Flaounes: Cypriot Easter Cheese Pastries
User Reviews
4.9
Flaounes: Cypriot Easter Cheese Pastries
Description
The Flaounes filling combines grated haloumi cheese with semolina and beaten eggs to provide body, along with ground nutmeg, mastic, chopped mint, plump black raisins, and a touch of honey for complexity and sweetness. The mixture is chilled for several hours, allowing it to thicken and develop flavors.
The dough consists of lukewarm milk and water mixed with yeast and sugar to activate the yeast, then combined with flour, eggs, baking powder, ground mastic, melted butter, and salt. The dough is kneaded until smooth and left to rise for an hour to develop a soft, elastic texture. The filling is portioned into balls, as is the dough, to assemble individual pastries.
The dough is carefully sealed around the filling, with a water brush helping to tightly close the edges to avoid opening during baking. An egg wash is applied on top, and sesame seeds are sprinkled before baking at 200°C (390°F) to create a golden crust. The pastries result in a tender, richly flavored treat with a combination of salty, sweet, and herbal aromas traditionally served at Easter.

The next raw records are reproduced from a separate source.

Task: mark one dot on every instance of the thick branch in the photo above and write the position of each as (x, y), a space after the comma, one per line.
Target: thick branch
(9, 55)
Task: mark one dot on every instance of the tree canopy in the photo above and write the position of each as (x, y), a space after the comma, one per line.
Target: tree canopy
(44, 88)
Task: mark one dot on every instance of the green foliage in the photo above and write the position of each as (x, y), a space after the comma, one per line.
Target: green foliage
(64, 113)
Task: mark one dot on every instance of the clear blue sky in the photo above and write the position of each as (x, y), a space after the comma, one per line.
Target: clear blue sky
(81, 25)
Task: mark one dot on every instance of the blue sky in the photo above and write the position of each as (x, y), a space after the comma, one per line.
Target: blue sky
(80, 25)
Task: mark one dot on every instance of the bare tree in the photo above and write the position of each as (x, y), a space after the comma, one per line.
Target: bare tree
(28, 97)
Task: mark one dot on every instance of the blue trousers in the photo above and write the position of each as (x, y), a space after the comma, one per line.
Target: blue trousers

A simple cooking tip calls for brushing the dough edges with water and pressing firmly to prevent the pastries from opening while baking, ensuring a neat shape and proper cooking.
Ingredients
For the filling:
- 500 g haloumi cheese grated
- 50 g semolina
- 2 egg medium
- 1 tsp ground nutmeg
- 1 tsp mastic finely ground
- 1 tsp mint finely chopped
- 120 g black raisins
- 1 tsp honey
For the dough:
- 80 ml milk lukewarm
- 60 ml water lukewarm
- 1 teaspoon granulated sugar
- 9 g active dry yeast
- 500 g all-purpose flour
- 2 egg medium
- 1 tsp baking powder
- 1 tsp mastic finely ground
- 130 g butter melted
- 1 pinch salt
- 2 egg diluted with a little milk, for egg wash, yolk
- sesame seeds for sprinkling
Instructions
For the filling:
- In a bowl, add the haloumi cheese, semolina, eggs, nutmeg, mastic, mint, black raisins and honey. Mix thoroughly with a spoon. Cover the bowl with cellophane and refrigerate for 4 hours, to allow the filling to thicken.
For the dough:
- In another bowl, add the milk, water, sugar and yeast. Mix with a hand whisk until completely combined and set aside for 5 minutes to allow the yeast to activate.

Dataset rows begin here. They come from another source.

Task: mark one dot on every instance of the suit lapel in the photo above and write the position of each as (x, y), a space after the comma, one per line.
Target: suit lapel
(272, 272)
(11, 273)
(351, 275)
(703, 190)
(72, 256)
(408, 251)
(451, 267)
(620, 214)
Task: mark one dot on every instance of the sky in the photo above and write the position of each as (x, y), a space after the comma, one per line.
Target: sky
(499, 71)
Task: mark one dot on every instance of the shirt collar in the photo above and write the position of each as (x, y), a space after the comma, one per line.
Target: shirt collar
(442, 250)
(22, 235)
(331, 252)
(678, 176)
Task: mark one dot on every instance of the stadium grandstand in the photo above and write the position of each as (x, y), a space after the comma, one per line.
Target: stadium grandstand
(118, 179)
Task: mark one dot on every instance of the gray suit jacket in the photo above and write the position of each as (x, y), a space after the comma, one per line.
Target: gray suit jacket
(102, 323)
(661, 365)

- In a mixer bowl, add the flour, eggs, baking powder, mastic, butter, salt and yeast mixture. Beat on medium speed, using the hook attachment, until you create a smooth dough.
- Transfer the dough to a bowl dusted with flour. Cover the bowl with cellophane wrap and set it aside to rise for 1 hour.

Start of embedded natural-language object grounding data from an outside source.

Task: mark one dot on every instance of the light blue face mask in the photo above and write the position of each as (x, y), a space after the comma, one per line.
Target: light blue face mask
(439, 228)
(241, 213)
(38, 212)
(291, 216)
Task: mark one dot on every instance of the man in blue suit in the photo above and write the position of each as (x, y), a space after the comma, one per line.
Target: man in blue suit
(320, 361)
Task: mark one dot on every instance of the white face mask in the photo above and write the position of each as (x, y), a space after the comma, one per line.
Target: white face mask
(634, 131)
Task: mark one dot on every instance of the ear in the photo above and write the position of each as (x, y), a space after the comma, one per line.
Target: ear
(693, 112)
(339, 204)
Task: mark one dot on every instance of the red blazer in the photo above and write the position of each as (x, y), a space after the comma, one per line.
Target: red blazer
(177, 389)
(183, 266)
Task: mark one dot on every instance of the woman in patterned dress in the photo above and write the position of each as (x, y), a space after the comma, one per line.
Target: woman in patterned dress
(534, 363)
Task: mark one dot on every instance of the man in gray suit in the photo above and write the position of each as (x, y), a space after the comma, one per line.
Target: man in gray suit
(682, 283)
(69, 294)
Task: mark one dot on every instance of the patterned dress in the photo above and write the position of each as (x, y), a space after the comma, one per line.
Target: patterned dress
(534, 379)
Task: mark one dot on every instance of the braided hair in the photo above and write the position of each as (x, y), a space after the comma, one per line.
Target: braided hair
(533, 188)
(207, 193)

- Preheat the oven to 200° C/ 390 °F, fan.
For the Flaounes:
- When the filling is ready, remove from the refrigerator and divide into 12 equal sized pieces. Shape into round balls and transfer to a plate.
- Divide the dough into 12 equal sized pieces. Shape into round balls and transfer to a plate or a baking pan. Cover with a wet towel so they don’t dry out.
- Place a ball of dough on a work surface dusted with flour. Roll out the dough into a circle 15 cm / 6 inches in diameter.
- Brush the dough with some water and place a ball of filling in the center of the circle. Fold the edges inward from the bottom, top and two sides up to the ball of filling, creating a square. Press down on the edges to secure them.
- Transfer to a baking pan lined with parchment paper. Repeat the same process for the remaining ingredients.
- Brush the edges with the egg wash and sprinkle with sesame seeds. Bake for 25-30 minutes, until golden.
- When ready, remove from the oven and allow them to cool a little before serving.
Notes
- Brush the pastry edges with water and press firmly to seal, preventing them from opening during baking.